La Rue, 1894 : Rien. Faire le flou, ne rien trouver.
France, 1907 : Rien. Faire le flou, chercher vainement.
France, 1907 : Mou, moelleux, vaporeux ; du latin fluidus, l’u se prononçant en latin ou. Vieux mot qu’on trouve dans le testament de François Villon :
Item je donne à Jean Lelou,
Homme de bien et bon marchant,
Pour ce qu’il est linget et flou,
Un beau petit chiennet couchant.
Faire flou, dans l’argot des peintres et des sculpteurs, c’est faire mollement, avoir des contours flottants ou indécis.
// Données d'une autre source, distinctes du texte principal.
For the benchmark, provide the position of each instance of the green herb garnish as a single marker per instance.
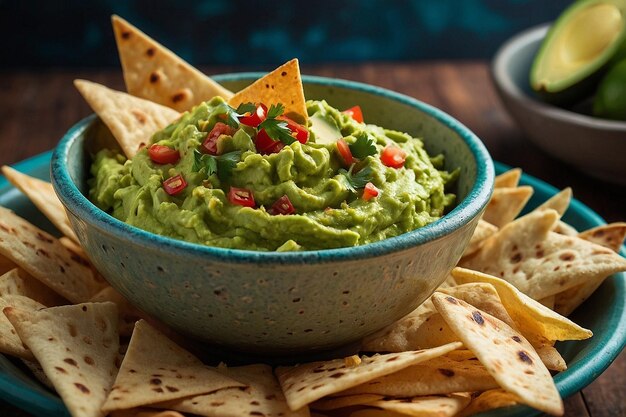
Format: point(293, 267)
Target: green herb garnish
point(277, 129)
point(358, 180)
point(222, 165)
point(363, 147)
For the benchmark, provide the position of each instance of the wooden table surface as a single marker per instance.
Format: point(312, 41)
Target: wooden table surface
point(37, 107)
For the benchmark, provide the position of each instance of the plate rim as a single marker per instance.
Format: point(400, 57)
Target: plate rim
point(568, 382)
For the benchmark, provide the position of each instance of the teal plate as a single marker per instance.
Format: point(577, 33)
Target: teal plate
point(604, 313)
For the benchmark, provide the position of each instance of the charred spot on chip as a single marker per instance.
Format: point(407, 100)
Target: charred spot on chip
point(477, 317)
point(178, 97)
point(71, 362)
point(81, 387)
point(524, 357)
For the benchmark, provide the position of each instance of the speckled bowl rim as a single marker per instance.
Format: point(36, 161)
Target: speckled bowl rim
point(502, 78)
point(470, 207)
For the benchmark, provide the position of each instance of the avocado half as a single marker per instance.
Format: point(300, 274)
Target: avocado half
point(578, 48)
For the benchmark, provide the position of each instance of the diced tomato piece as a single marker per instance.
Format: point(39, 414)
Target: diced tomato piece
point(254, 119)
point(299, 132)
point(241, 197)
point(210, 143)
point(264, 144)
point(344, 151)
point(282, 206)
point(370, 191)
point(355, 112)
point(174, 185)
point(163, 154)
point(393, 157)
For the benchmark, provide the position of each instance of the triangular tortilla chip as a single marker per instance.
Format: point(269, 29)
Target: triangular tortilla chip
point(610, 236)
point(132, 120)
point(531, 317)
point(481, 233)
point(506, 204)
point(506, 354)
point(308, 382)
point(155, 73)
point(19, 282)
point(424, 406)
point(283, 85)
point(262, 397)
point(425, 328)
point(43, 257)
point(77, 347)
point(539, 262)
point(508, 179)
point(155, 369)
point(10, 342)
point(6, 264)
point(433, 377)
point(42, 195)
point(559, 201)
point(128, 314)
point(490, 400)
point(334, 403)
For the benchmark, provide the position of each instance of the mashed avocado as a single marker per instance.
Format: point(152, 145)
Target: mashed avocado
point(330, 207)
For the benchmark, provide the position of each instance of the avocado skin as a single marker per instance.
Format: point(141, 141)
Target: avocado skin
point(592, 73)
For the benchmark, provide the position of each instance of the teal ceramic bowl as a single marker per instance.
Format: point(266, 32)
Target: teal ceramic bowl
point(282, 303)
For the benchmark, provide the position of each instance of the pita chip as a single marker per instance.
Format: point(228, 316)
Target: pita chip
point(155, 73)
point(261, 397)
point(19, 282)
point(508, 179)
point(506, 354)
point(506, 204)
point(481, 233)
point(43, 257)
point(77, 347)
point(283, 85)
point(609, 235)
point(10, 342)
point(309, 382)
point(424, 406)
point(334, 403)
point(155, 369)
point(43, 196)
point(531, 317)
point(132, 120)
point(489, 400)
point(127, 313)
point(559, 202)
point(539, 262)
point(437, 376)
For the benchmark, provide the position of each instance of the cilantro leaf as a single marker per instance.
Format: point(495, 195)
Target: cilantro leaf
point(246, 108)
point(232, 116)
point(363, 147)
point(221, 165)
point(275, 128)
point(358, 180)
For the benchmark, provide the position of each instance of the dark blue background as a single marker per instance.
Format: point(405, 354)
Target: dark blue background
point(265, 33)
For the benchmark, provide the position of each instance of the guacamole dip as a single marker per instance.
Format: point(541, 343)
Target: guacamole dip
point(250, 178)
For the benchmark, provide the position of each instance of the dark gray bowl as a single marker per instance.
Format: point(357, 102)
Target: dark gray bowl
point(595, 146)
point(279, 303)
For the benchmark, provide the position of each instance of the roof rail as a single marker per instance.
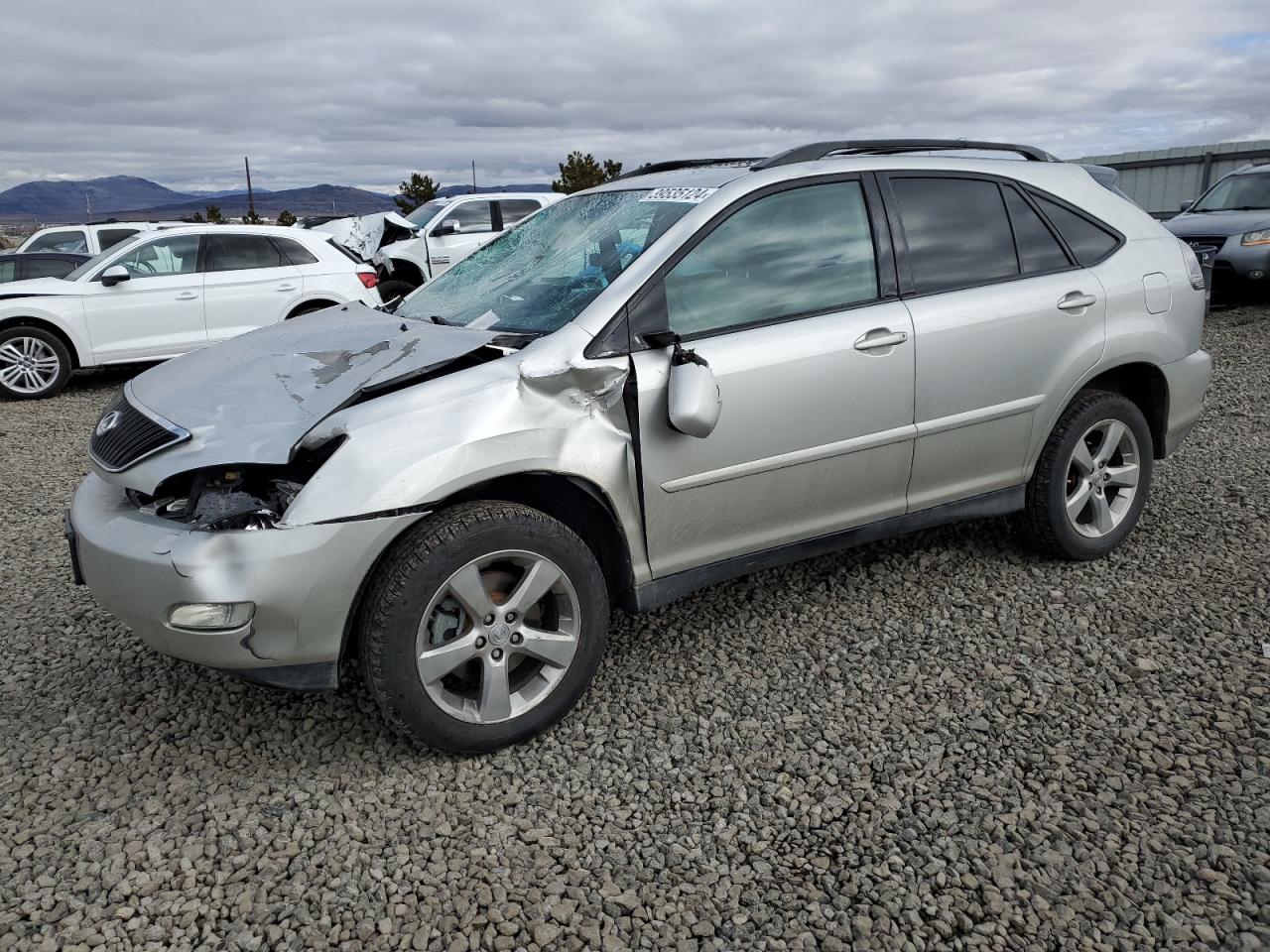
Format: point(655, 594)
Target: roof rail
point(684, 164)
point(893, 146)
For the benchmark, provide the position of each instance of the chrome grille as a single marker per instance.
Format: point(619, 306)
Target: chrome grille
point(125, 435)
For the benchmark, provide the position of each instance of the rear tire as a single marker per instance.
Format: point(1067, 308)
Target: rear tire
point(1091, 480)
point(483, 626)
point(35, 363)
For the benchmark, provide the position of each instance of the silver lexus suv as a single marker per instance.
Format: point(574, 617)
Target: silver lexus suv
point(694, 372)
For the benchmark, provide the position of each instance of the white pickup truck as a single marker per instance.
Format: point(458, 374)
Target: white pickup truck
point(412, 250)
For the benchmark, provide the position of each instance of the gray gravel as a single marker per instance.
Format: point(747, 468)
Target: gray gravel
point(935, 743)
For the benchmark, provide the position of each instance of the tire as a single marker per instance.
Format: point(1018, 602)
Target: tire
point(412, 610)
point(35, 363)
point(395, 289)
point(1096, 463)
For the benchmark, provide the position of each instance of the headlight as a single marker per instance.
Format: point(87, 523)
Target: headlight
point(211, 616)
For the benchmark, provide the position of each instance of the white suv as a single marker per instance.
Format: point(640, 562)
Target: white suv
point(166, 294)
point(87, 239)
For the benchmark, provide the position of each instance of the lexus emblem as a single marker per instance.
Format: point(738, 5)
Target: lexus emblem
point(108, 422)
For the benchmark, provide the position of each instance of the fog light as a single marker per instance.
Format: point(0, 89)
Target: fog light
point(211, 616)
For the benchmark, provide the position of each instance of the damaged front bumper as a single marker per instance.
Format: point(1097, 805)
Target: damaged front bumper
point(304, 581)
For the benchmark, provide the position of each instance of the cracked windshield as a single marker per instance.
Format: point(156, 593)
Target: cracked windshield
point(540, 276)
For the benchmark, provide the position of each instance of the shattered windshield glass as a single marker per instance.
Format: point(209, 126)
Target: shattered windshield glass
point(543, 273)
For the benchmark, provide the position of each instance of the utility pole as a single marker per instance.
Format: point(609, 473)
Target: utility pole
point(250, 195)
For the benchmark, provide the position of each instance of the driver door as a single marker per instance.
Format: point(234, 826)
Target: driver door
point(158, 312)
point(475, 223)
point(783, 298)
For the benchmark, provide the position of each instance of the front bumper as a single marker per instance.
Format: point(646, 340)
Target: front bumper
point(1188, 381)
point(304, 581)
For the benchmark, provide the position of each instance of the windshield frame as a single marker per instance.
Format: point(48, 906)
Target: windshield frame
point(1199, 203)
point(549, 270)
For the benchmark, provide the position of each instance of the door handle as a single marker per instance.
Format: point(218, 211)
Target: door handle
point(878, 339)
point(1075, 301)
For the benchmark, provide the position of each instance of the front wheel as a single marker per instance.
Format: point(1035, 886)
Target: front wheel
point(33, 363)
point(1091, 480)
point(483, 626)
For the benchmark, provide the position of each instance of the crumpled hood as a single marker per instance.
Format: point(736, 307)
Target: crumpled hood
point(40, 287)
point(1219, 222)
point(253, 398)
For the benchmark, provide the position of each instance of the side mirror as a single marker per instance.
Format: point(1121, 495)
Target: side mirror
point(694, 403)
point(113, 275)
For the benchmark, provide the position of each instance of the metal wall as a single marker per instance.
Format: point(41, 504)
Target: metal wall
point(1161, 180)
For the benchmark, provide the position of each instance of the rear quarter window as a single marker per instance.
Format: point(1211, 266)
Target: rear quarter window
point(1087, 240)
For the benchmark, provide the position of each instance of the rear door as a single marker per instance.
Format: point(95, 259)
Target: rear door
point(248, 284)
point(158, 312)
point(784, 298)
point(1006, 324)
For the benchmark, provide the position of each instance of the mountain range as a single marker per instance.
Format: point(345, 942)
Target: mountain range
point(126, 197)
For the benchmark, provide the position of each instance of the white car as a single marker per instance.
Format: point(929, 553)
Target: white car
point(448, 230)
point(89, 239)
point(168, 293)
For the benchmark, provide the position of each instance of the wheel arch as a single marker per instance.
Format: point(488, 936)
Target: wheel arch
point(575, 502)
point(18, 321)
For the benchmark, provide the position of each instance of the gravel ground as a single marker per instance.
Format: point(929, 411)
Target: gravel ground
point(935, 743)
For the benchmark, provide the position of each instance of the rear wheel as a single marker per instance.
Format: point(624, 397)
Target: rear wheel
point(33, 363)
point(1091, 480)
point(484, 626)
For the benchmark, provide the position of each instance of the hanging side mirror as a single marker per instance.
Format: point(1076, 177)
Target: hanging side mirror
point(693, 395)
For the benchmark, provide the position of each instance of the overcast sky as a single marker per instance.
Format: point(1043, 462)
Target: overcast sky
point(359, 94)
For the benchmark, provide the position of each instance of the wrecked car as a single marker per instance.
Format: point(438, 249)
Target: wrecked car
point(413, 249)
point(694, 372)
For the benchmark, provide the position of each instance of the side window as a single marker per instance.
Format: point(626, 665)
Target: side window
point(49, 268)
point(1038, 248)
point(295, 252)
point(177, 254)
point(798, 252)
point(956, 231)
point(516, 208)
point(71, 241)
point(471, 216)
point(109, 238)
point(1088, 241)
point(240, 253)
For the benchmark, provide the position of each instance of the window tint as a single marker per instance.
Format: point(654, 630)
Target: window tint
point(1088, 243)
point(177, 254)
point(808, 249)
point(109, 238)
point(73, 241)
point(956, 230)
point(239, 253)
point(1038, 248)
point(295, 252)
point(517, 208)
point(472, 216)
point(49, 268)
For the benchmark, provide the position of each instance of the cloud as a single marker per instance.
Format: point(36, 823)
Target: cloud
point(318, 90)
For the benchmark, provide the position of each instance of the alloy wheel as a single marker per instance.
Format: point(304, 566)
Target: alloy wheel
point(498, 636)
point(1102, 479)
point(28, 365)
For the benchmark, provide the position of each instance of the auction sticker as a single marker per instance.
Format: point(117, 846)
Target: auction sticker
point(679, 194)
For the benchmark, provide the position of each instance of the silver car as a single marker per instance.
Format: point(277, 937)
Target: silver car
point(698, 371)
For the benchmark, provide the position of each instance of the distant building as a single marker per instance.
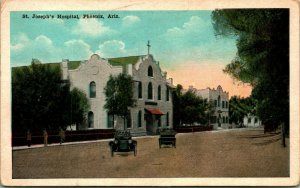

— Cette jambe me revient assez, je n’en ai guère connu que deux d’aussi parfaites ; mais comme c’est flou dans l’ensemble ! Elle doit bien être un peu farceuse, la chaste épouse qui vous a posé ça ?
(Clovis Hugues)
Un peintre, si réaliste qu’il soit et quand même il ne serait pas plus ému devant un visage que devant une carotte, à toujours cependant sa façon particulière, spéciale, personnelle, de voir et de sentir la nature. Sans parler des couleurs, qui, à coup sûr, sont différentes pour les yeux de chacun de nous, la forme, non plus, n’est jamais identiquement la même pour tous. Celui-ci voit sec et dur ; celui-là, « flou » et enveloppé. Ajoutons que la part est grande, chez tous les artistes, de la manière, du parti pris, du procédé, de l’habitude, — et chez quelques-uns, chez les plus grands, chez les meilleurs, — de l’idéal. On pourrait presque dire qu’un artiste, quels que soient sa conscience et son amour de la vérité, ne fait jamais que le portrait de son rêve.